Nearly a year after the boy's death, his mother and stepbrother remain free on bail while his stepfather returned to jail last week after a judge revoked his $2 million bond.
Lloyd was pronounced dead on April 1, 2008, shortly after he was brought to River Parishes Hospital. Authorities said Errol Victor Jr., 22, carried the child into the emergency room in LaPlace about 12:30 p.m. When emergency room staff took the child, both Errol Victor Jr. and Tonya Victor left the hospital.
Errol Victor Jr. was charged with accessory after the fact to first-degree murder, while Errol Victor Sr. was charged with first-degree murder.
Authorities say the child might have been beaten and dragged naked after he died, while defense attorneys for the Victor family say the 8-year-old had a pre-existing condition that lead to his death.
A judge ordered Errol Victor Sr. taken into custody on Feb. 11, after an hours-long hearing that included a video statement from one of Lloyd's brothers, who said he saw the child being beaten, and testimony from a doctor who said the boy suffered from asthma.
Victor, 43, had been free on bond since June, but District Court Judge A.J. Kling Jr. said Lloyd's death has been ruled a homicide and thus is a capital case. He said state law does not allow bail for suspects charged with a capital offense.
Tonya Victor said the bond hearing was a set-up, and that her husband is being targeted by parish officials because he is a developer.

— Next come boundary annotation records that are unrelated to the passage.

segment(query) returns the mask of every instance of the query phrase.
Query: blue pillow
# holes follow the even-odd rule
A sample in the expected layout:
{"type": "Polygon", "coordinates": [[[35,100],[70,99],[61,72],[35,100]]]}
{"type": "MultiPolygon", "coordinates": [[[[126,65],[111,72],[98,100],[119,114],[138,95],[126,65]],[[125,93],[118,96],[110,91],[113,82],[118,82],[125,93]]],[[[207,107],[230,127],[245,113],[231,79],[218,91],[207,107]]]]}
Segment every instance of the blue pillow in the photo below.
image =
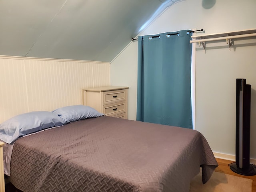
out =
{"type": "Polygon", "coordinates": [[[52,112],[58,115],[64,120],[70,122],[104,115],[91,107],[82,105],[62,107],[54,110],[52,112]]]}
{"type": "Polygon", "coordinates": [[[68,122],[49,111],[21,114],[0,124],[0,140],[10,144],[20,136],[68,122]]]}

Errol Victor Sr. got approval to develop an 85-home subdivision in Reserve on East 22nd Street, also known as Louisiana 3179, by the St. John Parish Council in 2005.
When Victor went before the council, several residents spoke out against the subdivision. However, Landry, acting as parish attorney, told the council he would not recommend denying approval of the subdivision if the developer had met all of the normal requirements and a moratorium was not in place. His subdivision was approved by the Parish Council.
During Tuesday's news conference, Victor and her stepson disputed video testimony given by one of her other young sons that was aired at the bond hearing that painted her husband as a harsh, uncaring disciplinarian who favored his biological sons.
In that testimony, the boy said he witnessed his stepfather and three other brothers hitting Lloyd the night before his death for stealing ice cream. He testified that the brothers held Lloyd down by his arms, under his stepfather's direction.
Victor said her husband loved each of their 13 sons equally, while Errol Victor Jr. called his younger stepbrother a "perverted liar."
"He has always been a problem child before we met. Before he even came into our lives, he was getting chastised by teachers almost every day," Errol Victor Jr. said. "He's a liar being misused."
The Victor family is a blended one: Victor said she had five sons, and Errol Victor Sr. had six sons when they met. The couple later had two sons -- a 4-year-old and a 2-year-old -- whom she said she has not seen since she was arrested.
Nine of the remaining children, all younger than 18, were taken by the parish's Office of Community Services after Lloyd's death.
Victor said she still does not know where Lloyd was buried.
The child's body was released to his father, M.L. Lloyd Jr. His funeral was held in Hammond, according to his paternal family members.
"We love our son, still do," Victor said. "Miss him dearly. But (his death) wasn't by the cause of my family."